Monday, December 9, 2019

Big Events, Little Moments

I’m currently re-reading Farley Mowat’s “And No Birds Sang,” one of my favorite memoirs of World War II.

I don’t have to tell you that World War II was huge, as the name implies. And even individual operations, individual battles, are much larger than a single person can tell.

But it’s done. Time and again.

And as I deconstruct Mowat’s story – and have done with many similar stories on topics ranging from World War II to the creation of the atomic bomb to the impeachment of Richard Nixon, I see the most effective way to tell big stories is to tell the little stories that make up the large.

I hope as you tell your stories in your personal essays that you can apply what I’m about to teach.

Mowat, for example, participated in Operation Husky, the invasion of Sicily by allied forces that started on July 10, 1943.

Wikipedia gives us the big picture. The invasion eventually involved more than 467,000 Allied troops battling against a combined force of 312,000 Italian and German troops.

That’s a big battle – and Mowat tells us successfully of his part of it, not by trying to wow us with numbers, but by telling us the little bits that happened to him.
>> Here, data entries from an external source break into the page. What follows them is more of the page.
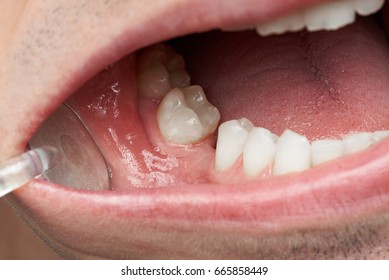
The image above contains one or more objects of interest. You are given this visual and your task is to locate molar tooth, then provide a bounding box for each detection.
[157,86,220,144]
[183,86,220,136]
[256,12,305,36]
[215,118,253,171]
[169,70,190,88]
[157,88,203,144]
[273,129,311,175]
[343,132,374,155]
[354,0,385,16]
[243,127,277,177]
[305,0,355,31]
[137,44,190,100]
[138,63,172,99]
[311,139,344,166]
[373,130,389,143]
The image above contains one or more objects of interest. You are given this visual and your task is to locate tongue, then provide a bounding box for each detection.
[174,19,389,140]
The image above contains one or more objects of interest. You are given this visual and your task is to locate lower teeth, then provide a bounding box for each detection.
[138,45,389,177]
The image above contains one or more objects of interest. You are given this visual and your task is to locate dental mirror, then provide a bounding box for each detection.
[29,105,110,190]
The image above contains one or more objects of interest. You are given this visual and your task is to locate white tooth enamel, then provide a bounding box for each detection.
[221,25,255,32]
[137,44,190,99]
[215,118,253,171]
[157,86,220,144]
[256,12,305,36]
[243,127,276,177]
[305,0,355,31]
[311,139,344,166]
[138,63,172,99]
[373,130,389,143]
[354,0,385,16]
[157,88,203,144]
[169,70,190,88]
[182,86,220,137]
[343,132,374,155]
[273,130,311,175]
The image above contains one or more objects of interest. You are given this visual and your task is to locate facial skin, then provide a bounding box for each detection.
[0,0,389,259]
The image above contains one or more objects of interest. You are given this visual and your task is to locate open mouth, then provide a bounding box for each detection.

While moving through the town of Piazza Amerina, they happened upon a public water faucet.

Says Mowat:

I nipped out of the cab to see if [the water] was drinkable; for it we hard learned one solid lesson sofar in Sicilty, it was never to miss a chance to fill one’s water bottle. When a Royal engineer sergeant assured me the water had been tested and was potable, I yelled at my section corporals to grab some water bottles form their men.

The four of us were crowded around the ornate cast-iron spigot when I became aware of the presence of a tall, dignified officer in serge dress uniform, complete with shining brass buttons and gleaming Sam Browne belt. He was as remarkable an apparition in that outfit, time and place, as a king in a chicken coop. Assuming that he must be some very senior variety of staff officer, I glanced at him nervously, expecting a reprimand for having let my men leave the truck; but when he spoke it was to quite a different point.

“I say, old man, would you mind awfully if I took your photograph?”

The question seemed so out of place that even Mitchuk grinned, and I heard Hill ask under his breath: “Have we got ourselves a movie star?” I was too nonplussed to reply, and our driver was gunning his engine as a signal that the convoy was moving on, but I must have nodded acquiescence. In any case, a picture of me, dust-caked and clad in stained and torn shorts and bush shirt that had not been changed since leaving Derbyshire, eventually graded the august pages of the London Illustrated News.

I have labored long and hard to find a copy of this photo, to no avail.

But in this short passage from his book, Mowat tells us a lot with an instance that others might not regard as important: A photo taken at a drinking fountain. Nevertheless, it’s with a series of events like this, some pedestrian, some much more Hollywood-war-movielike, that Mowat tells his story. Little things writ large make for a bigger picture than we think.

And he packs a lot of detail here too. We’re left to imagine why it’s important to have a full water bottle, unless, of course, we’ve been on long hikes, or worked in the heat, and experienced what it’s like to be doggedly thirsty.

And he contrasts his own appearance, dusty and in torn clothing, with the snappy outfit of the photographer’s.

If he were to write a shorter piece, say, like the personal essay you’re writing, he would obviously have to include more information here so you’d understand more of what’s going on, and how it fit into the bigger picture (per my announcement last week). But as this is part of a larger work, he has the luxury of leaving some information unrepeated here, since he has mentioned it earlier.

Nevertheless, we get the urgency of the moment, with the gunning engine. The war must go on, photographer or not.

Little details add up in little moments.

And little moments add up in the big picture.